Robin’s rule – if you can’t easily grasp what a product does in 10 minutes of reading the datasheet, there’s a problem. This is currently case for me on the relatively new WebSphere Business Services Fabric. I understand all the words on the IBM web site, but it’s had to articulate in a snapshot what it all means.
It seems mainly like a packaging of all the bits from the WebSphere integration/BPM landscape that know and love such as Process Server, WID, Monitor, Modeller, WSRR, etc but there are some new bits thrown in such as a new Eclipse perspective for managing extensions stored in WSRR and other stuff.
Or I’m just dumb – for which I apologise.
July 30, 2008 at 5:02 pm
I like to think of WBSF as two products mashed together.
The first one allows your business to leverage an industry standard canonical data model (aka Ontologies). (Thats the industry packs that IBM sells on top of the WBSF platform).
The second is the ability to dynamically route messages to various endpoints based on the contents of a message as it passes through the server.
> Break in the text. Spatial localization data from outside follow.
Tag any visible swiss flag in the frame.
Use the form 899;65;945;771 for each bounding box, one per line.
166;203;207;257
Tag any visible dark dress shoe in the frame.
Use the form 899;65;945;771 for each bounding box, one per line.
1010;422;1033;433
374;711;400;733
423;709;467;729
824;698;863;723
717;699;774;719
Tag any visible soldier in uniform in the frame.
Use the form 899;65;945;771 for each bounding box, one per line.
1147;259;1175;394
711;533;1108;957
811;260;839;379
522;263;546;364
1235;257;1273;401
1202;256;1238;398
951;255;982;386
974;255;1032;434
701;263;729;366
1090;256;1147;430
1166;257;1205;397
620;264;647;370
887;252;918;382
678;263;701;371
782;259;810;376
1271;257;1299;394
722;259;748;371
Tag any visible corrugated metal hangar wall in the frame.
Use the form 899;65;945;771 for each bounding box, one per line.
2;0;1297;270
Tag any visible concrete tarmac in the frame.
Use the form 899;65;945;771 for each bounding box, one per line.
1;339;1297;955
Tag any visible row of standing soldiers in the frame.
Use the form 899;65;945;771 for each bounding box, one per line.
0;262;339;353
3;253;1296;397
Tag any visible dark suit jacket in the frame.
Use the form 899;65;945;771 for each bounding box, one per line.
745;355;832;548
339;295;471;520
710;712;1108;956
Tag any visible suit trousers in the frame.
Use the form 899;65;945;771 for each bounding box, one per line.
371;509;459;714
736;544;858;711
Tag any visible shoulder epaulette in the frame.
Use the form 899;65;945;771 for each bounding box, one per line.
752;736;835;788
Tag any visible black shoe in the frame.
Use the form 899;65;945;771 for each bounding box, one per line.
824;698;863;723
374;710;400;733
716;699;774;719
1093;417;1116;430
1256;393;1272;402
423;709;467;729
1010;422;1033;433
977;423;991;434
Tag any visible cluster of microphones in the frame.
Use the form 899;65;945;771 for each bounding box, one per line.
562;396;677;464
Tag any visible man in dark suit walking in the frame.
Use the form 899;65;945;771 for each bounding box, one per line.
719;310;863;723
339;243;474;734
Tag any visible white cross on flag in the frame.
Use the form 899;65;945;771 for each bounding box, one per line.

Think of routing ‘gold’ members to a service that has a higher SLA and ‘bronze’ users to some public overloaded endpoint.
Anyway, I talk more about them sans marketing speak at:
http://blog.danzrobok.com/category/business-int/wbsf/
August 6, 2008 at 2:06 pm
Dan has a number of comments about the WBSF stuff, such as
http://blog.danzrobok.com/2008/05/05/wstc2008-websphere-business-services-fabric-61-update/
I see that the Ontology definitions currently include four industry content packs:
Banking
Insurance
Healthcare
Telecom Operations
Wouldn’t hurt to be a bit more familiar with those packs, since we do work across those industry sectors.